Alimentación, ejercicio y descanso: Los tres pilares de un cuerpo sano

Si quieres mantener una vida saludable debes cuidar estos tres principios: la alimentación, el ejercicio y el descanso. Además, los tres están muy relacionados entre sí, así que si no cumples alguno de ellos la cosa no funcionará del todo.

 

1. Alimentación

Es vital que cumpla las necesidades de nuestro cuerpo para que podamos realizar todas nuestras actividades diarias, incluyendo las deportivas. La alimentación debe ser variada y equilibrada (sin olvidar las grasas, nuestro cuerpo las necesita), así que hay que comer de todo, pero de manera moderada. Es importante que sea permanente, no es una dieta con fecha de fin, una alimentación saludable debe convertirse en un hábito y en un estilo de vida.

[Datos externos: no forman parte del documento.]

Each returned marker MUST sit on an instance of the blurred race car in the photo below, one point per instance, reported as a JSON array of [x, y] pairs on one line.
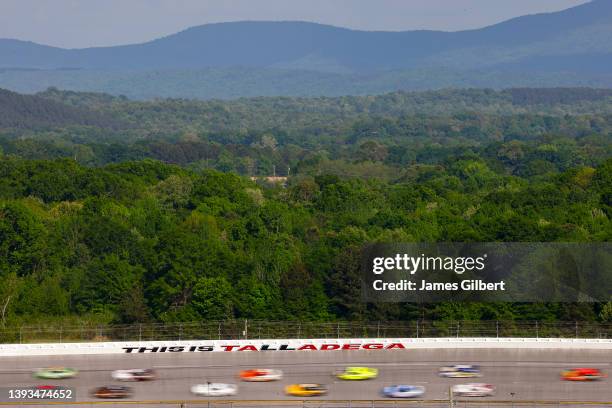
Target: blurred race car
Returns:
[[582, 374], [136, 374], [357, 373], [261, 375], [112, 391], [460, 371], [214, 390], [306, 390], [55, 373], [473, 390], [404, 391]]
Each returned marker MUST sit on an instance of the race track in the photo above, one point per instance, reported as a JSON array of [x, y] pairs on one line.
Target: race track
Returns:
[[518, 374]]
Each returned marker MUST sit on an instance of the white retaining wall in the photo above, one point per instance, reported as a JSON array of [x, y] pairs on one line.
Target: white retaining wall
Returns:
[[293, 345]]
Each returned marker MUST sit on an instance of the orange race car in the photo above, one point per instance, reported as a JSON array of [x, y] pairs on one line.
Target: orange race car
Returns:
[[582, 374]]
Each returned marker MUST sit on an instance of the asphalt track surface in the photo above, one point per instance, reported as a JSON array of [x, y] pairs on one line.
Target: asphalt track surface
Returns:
[[518, 374]]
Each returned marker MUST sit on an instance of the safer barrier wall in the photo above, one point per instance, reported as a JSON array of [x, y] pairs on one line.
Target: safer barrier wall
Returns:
[[295, 345]]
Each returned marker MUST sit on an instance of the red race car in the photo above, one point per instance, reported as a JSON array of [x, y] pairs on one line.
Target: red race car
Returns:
[[582, 374]]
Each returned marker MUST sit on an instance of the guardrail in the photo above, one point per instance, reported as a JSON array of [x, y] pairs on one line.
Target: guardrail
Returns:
[[257, 329], [319, 403]]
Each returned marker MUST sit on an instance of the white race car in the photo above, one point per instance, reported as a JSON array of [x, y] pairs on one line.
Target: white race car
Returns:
[[261, 375], [404, 391], [473, 390], [460, 371], [136, 374], [214, 390]]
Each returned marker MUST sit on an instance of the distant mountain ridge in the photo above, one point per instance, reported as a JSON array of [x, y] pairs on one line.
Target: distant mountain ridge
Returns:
[[566, 48]]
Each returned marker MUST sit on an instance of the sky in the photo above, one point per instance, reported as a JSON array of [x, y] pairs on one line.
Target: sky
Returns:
[[87, 23]]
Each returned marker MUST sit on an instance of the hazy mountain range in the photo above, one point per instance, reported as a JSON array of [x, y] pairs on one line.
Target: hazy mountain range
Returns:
[[568, 48]]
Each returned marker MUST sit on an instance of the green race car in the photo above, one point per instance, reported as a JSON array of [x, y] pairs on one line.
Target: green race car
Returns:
[[55, 373], [357, 373]]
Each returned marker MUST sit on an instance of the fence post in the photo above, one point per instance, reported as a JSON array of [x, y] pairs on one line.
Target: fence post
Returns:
[[576, 328]]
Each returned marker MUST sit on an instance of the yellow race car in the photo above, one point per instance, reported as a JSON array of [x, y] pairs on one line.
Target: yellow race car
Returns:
[[357, 373], [306, 390]]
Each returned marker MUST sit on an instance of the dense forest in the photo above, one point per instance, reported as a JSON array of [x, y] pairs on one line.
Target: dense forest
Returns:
[[149, 216]]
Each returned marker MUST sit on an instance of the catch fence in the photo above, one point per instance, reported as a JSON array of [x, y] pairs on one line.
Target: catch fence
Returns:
[[257, 329]]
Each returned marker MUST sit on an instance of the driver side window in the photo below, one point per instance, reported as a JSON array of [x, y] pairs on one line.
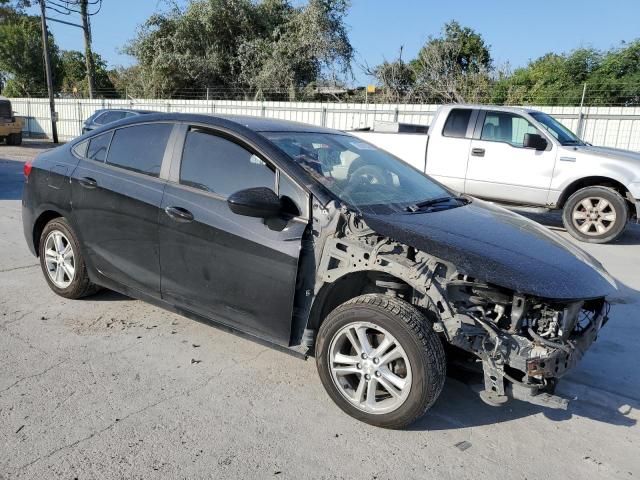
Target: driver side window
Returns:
[[506, 128]]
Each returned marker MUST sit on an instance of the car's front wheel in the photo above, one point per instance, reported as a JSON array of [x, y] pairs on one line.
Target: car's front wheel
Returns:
[[380, 360], [61, 261], [595, 214]]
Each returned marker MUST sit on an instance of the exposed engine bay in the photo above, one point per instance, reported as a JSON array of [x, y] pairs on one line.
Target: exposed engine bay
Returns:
[[522, 344]]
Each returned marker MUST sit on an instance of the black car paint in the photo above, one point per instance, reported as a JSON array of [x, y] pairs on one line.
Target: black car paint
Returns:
[[239, 272], [90, 124], [497, 246]]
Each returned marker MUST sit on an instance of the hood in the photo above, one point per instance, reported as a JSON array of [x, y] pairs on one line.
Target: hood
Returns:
[[497, 246]]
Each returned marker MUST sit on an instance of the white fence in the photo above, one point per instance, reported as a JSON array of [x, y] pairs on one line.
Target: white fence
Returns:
[[606, 126]]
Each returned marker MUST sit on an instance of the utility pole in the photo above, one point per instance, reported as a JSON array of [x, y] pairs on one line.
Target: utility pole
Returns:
[[47, 66], [88, 55]]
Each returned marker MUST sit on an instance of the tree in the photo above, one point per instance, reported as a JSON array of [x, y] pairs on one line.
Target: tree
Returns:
[[242, 46], [396, 78], [74, 74], [21, 60], [612, 78], [455, 67]]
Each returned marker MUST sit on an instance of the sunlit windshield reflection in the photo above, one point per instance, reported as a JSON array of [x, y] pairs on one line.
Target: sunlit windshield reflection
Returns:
[[357, 172]]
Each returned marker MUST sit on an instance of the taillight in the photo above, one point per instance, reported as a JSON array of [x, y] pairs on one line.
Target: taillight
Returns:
[[27, 168]]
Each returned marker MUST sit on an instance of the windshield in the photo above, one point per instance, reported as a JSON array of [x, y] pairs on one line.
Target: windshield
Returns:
[[555, 128], [357, 172]]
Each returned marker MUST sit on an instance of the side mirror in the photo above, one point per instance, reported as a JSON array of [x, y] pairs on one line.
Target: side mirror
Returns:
[[533, 140], [260, 202]]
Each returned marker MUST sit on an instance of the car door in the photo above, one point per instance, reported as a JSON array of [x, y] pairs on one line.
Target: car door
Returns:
[[500, 168], [116, 193], [448, 150], [238, 270]]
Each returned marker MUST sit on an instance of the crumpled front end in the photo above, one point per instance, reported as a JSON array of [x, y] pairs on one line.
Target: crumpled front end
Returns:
[[522, 342], [525, 344]]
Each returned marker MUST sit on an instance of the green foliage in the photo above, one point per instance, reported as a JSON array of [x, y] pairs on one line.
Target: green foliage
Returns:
[[612, 78], [240, 45], [74, 74], [21, 60]]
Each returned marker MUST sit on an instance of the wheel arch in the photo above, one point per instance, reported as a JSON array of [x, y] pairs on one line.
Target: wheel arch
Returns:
[[592, 181], [343, 289], [38, 226]]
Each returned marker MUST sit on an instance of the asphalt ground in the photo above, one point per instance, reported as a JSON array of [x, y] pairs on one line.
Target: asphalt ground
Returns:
[[111, 387]]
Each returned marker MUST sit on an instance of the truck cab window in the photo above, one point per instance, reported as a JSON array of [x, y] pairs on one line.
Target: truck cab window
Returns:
[[507, 128], [457, 123]]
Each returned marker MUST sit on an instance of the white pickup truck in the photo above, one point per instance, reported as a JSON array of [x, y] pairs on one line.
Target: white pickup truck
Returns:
[[523, 158]]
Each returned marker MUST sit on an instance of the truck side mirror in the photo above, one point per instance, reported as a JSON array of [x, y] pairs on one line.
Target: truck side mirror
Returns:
[[533, 140]]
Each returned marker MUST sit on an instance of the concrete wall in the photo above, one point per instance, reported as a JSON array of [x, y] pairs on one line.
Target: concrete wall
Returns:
[[606, 126]]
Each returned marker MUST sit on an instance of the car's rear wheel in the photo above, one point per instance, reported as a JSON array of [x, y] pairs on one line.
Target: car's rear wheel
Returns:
[[380, 360], [595, 214], [61, 261]]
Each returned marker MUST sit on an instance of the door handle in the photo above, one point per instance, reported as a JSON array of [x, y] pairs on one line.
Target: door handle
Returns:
[[179, 214], [88, 182]]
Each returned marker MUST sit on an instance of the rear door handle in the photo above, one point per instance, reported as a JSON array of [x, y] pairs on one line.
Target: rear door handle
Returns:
[[179, 214], [88, 182]]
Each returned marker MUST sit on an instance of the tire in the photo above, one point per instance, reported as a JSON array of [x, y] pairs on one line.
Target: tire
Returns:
[[418, 344], [75, 285], [595, 214]]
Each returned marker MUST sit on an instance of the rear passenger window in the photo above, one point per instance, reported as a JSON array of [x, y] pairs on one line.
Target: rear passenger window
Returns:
[[215, 164], [140, 148], [109, 117], [98, 147], [457, 123]]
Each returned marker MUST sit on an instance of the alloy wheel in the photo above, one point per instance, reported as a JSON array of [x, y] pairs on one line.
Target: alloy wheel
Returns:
[[369, 367], [594, 216]]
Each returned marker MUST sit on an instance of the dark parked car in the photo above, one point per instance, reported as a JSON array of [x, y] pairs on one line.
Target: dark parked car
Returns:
[[318, 243], [109, 115]]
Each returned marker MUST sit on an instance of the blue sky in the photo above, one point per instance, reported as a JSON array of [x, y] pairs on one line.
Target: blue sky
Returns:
[[517, 31]]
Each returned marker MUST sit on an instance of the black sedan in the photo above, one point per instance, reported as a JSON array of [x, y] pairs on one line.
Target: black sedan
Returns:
[[317, 243], [108, 115]]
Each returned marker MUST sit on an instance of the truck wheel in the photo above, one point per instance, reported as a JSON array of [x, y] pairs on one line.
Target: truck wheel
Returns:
[[595, 214], [380, 360], [62, 263]]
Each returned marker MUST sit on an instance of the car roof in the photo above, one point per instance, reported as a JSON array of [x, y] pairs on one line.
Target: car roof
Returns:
[[497, 108], [256, 124], [131, 110]]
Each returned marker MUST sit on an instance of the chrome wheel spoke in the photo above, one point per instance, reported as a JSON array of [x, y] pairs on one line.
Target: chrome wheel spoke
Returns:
[[365, 346], [346, 370], [388, 375], [586, 204], [346, 359], [371, 394], [390, 357], [389, 388], [59, 259]]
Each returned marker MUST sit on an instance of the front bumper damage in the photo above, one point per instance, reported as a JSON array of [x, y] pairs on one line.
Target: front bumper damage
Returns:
[[522, 343], [527, 370]]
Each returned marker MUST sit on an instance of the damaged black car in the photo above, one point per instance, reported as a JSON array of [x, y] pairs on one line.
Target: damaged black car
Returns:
[[319, 244]]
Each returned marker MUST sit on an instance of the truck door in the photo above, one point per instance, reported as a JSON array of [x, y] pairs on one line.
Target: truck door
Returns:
[[448, 149], [500, 168]]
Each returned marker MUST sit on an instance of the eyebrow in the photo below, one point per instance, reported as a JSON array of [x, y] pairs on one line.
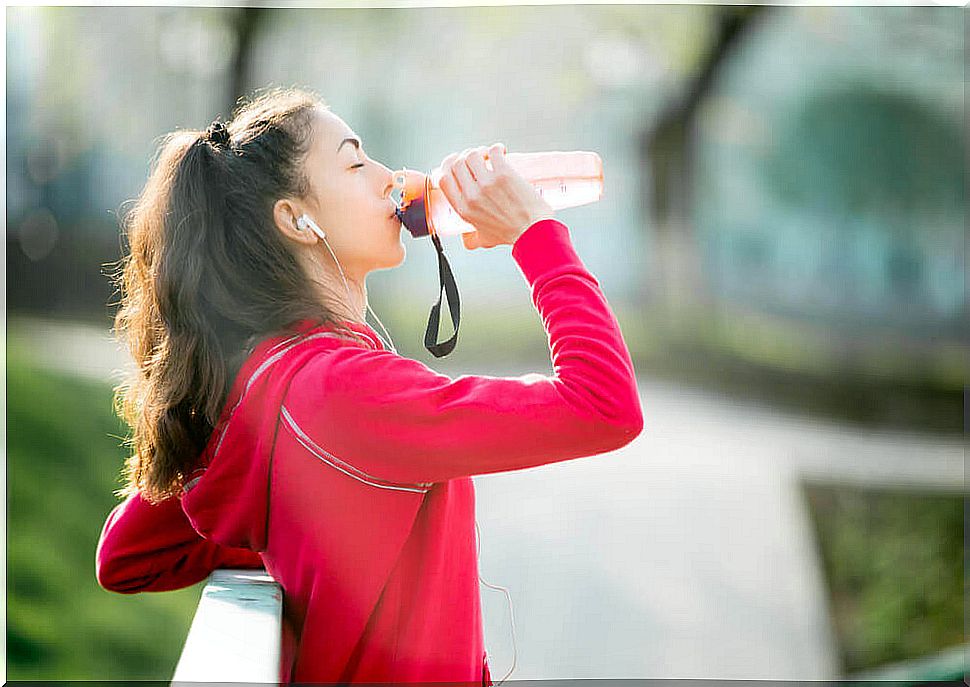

Aquí os dejamos unos sencillos consejos:

La comida más importante del día es el desayuno, así que comiénzalo con un buen desayuno. A media mañana es recomendable ingerir algo ligero para no llegar con mucha hambre a la comida, no olvides tomar una pequeña merienda a media tarde y realiza una cena ligera. Hidrátate antes de tener sed y toma alimentos que sean ricos en agua, como frutas y verduras.

 

2. Ejercicio

“El deporte es el método para poner más vida en los años y más años en la vida” (Doctor Cooper, autor del test de Cooper)

Todos tenemos tiempo para hacer una hora de ejercicio diario. No necesariamente debe ser un deporte de alta intensidad, con algo más suave también vale. La primera hora de la mañana es esencial para hacer ejercicio: sí, sabemos que cuesta trabajo levantarse de la cama y ponerse a correr o a hacer flexiones, pero los resultados merecen la pena. Si no encuentras tiempo a lo largo del día para ir al gimnasio, quizás puedes levantarte media hora antes y practicar un poco en casa o buscar un hueco antes de comer o de cenar.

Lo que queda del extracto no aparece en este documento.